L’employeur qui envisage de licencier pour motif économique un salarié en CDI doit lui proposer un contrat de sécurisation professionnelle (CSP) dont le but est de lui permettre de retrouver rapidement un emploi. Outre l’obligation de lui indiquer la cause économique de la rupture, l’employeur doit également l’informer qu’il dispose d’une priorité de réembauche, d'une durée d'un an à compter de la date de rupture du contrat de travail s’il en fait la demande au cours de ce même délai (C. trav., art. L. 1233-45). C’est sur ce dernier point que la Cour de cassation se prononce dans un arrêt du 26 février 2025 publié au bulletin.
L'information sur la priorité de réembauche délivrée après l'adhésion de la salariée au CSP, est tardive
Dans le cadre d’un licenciement pour motif économique, une pharmacienne assistante est convoquée à un entretien préalable fixé au 22 juin, au cours duquel lui sont remis un dossier relatif au CSP et un document d’information sur les motifs économiques de la rupture envisagée. Après réflexion, elle adhère au dispositif le 11 juillet. Le même jour, son employeur lui adresse un courrier recommandé intitulé « Rupture d’un commun accord suite à adhésion au CSP » l’informant de la priorité de réembauche dont elle bénéficie. Contestant la légitimité de son licenciement, elle saisit la juridiction prud’homale. La procédure suit son cours et l’affaire est portée devant la cour d’appel qui considère le licenciement dépourvu de cause réelle et sérieuse au motif que la salariée n’avait pas été informée de sa priorité de réembauche avant d’avoir accepté le dispositif.
L’employeur se pourvoit en cassation et obtient gain de cause. La Cour de cassation se prononce au visa des articles L. 1233-45 du code du travail, énonçant la priorité de réembauche dont bénéficie tout salarié licencié pour motif économique et ses conditions de mise en œuvre, et L. 1233-16 du même code, précisant que cette priorité de réembauche doit être mentionnée dans la lettre de licenciement justifiant les motifs économiques. En se basant sur ces textes, elle rappelle que « lorsque la rupture du contrat de travail résulte de l'acceptation par le salarié d'un contrat de sécurisation professionnelle, la priorité de réembauche dont il bénéficie doit être mentionnée dans le document écrit énonçant le motif économique de la rupture du contrat de travail, et donc être portée à sa connaissance au plus tard au moment de son acceptation ».
Remarque
Cette solution ne change pas de cap. Elle conserve la ligne jurisprudentielle afférente à la convention de reclassement personnalisé (CRP) et étendue au CSP. Lorsque la rupture du contrat de travail résulte de l’acceptation par le salarié d’un CRP/CSP, l’employeur doit en énoncer le motif économique et mentionner le bénéfice de la priorité de réembauche :
- soit dans le document écrit d'information sur ce dispositif remis obligatoirement au salarié concerné par le projet de licenciement ;
- soit dans la lettre qu'il est tenu d'adresser au salarié lorsque le délai de réponse expire après le délai d'envoi de la lettre de licenciement imposé par le code du travail ;
- soit encore, lorsqu'il n'est pas possible à l'employeur d'envoyer cette lettre avant l'acceptation par le salarié du contrat de sécurisation professionnelle, dans tout autre document écrit, porté à sa connaissance au plus tard au moment de son acceptation (Cass. soc., 30 nov. 2011, n° 10-21.678 ; Cass soc. 22 sept. 2015 n° 14-16.218).

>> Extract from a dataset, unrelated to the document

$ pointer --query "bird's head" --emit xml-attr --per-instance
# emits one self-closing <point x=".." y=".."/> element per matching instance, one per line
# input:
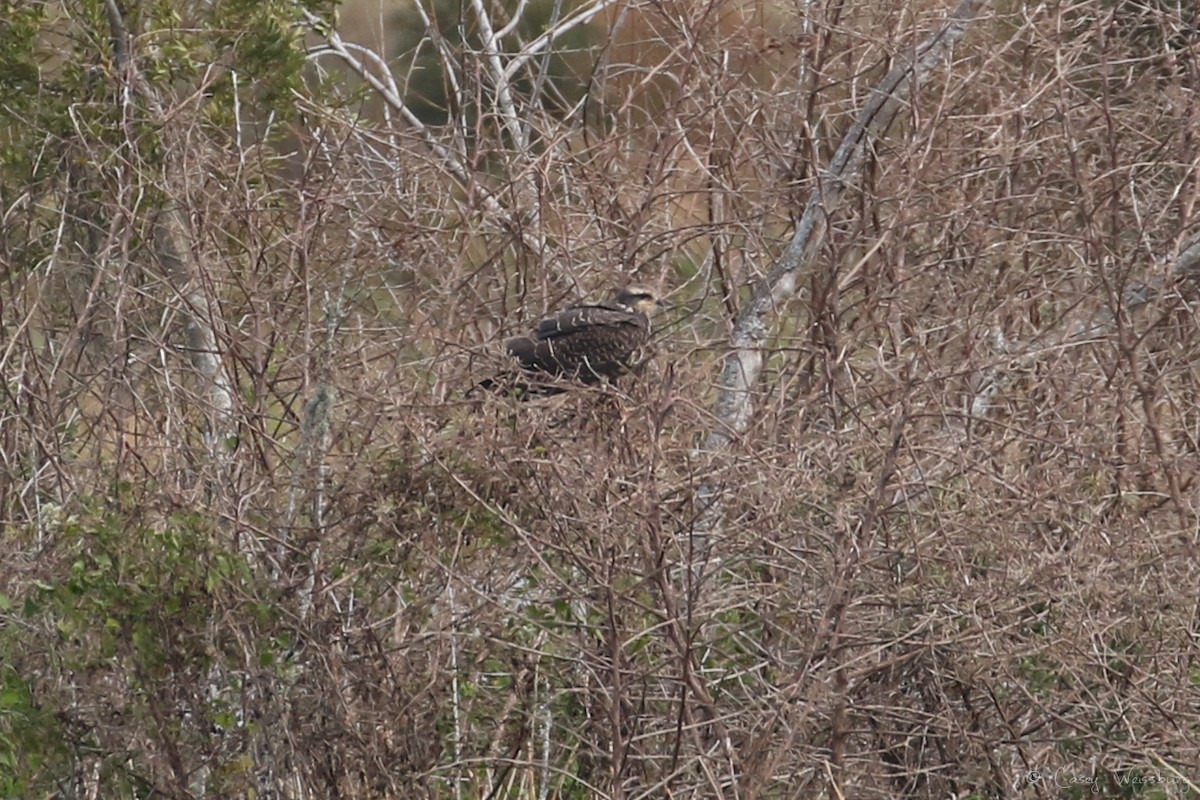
<point x="639" y="298"/>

Dans la présente affaire, le document d’information sur les motifs économiques de la rupture envisagée communiqué par l’employeur lors de l’entretien préalable ne comportait pas d’information sur la priorité de réembauche. Cette information délivrée à la salariée postérieurement à son acceptation au CSP, dans un courrier recommandé à part, est donc tardive.
L'information tardive de la priorité de réembauche ne prive pas le licenciement de cause réelle et sérieuse
Elle rappelle également que le défaut d’information de cette priorité de réembauche, au salarié qui adhère à un contrat de sécurisation professionnelle, ne prive pas la rupture du contrat de cause réelle et sérieuse mais permet seulement au salarié qui justifie d’un préjudice d’obtenir des dommages-intérêts. Ce préjudice n’est pas automatique. En cas d’absence ou d’information tardive sur la priorité de réembauche, le salarié doit alors démontrer l’existence d’un préjudice distinct de celui qui résulte du licenciement lui-même (Cass. soc., 30 janv. 2019, n° 17-27.796). Seul le défaut d’information du motif économique prive la rupture de cause réelle et sérieuse. En conséquence, l’arrêt de la cour d’appel et cassé et l’affaire est renvoyée devant une autre cour d’appel.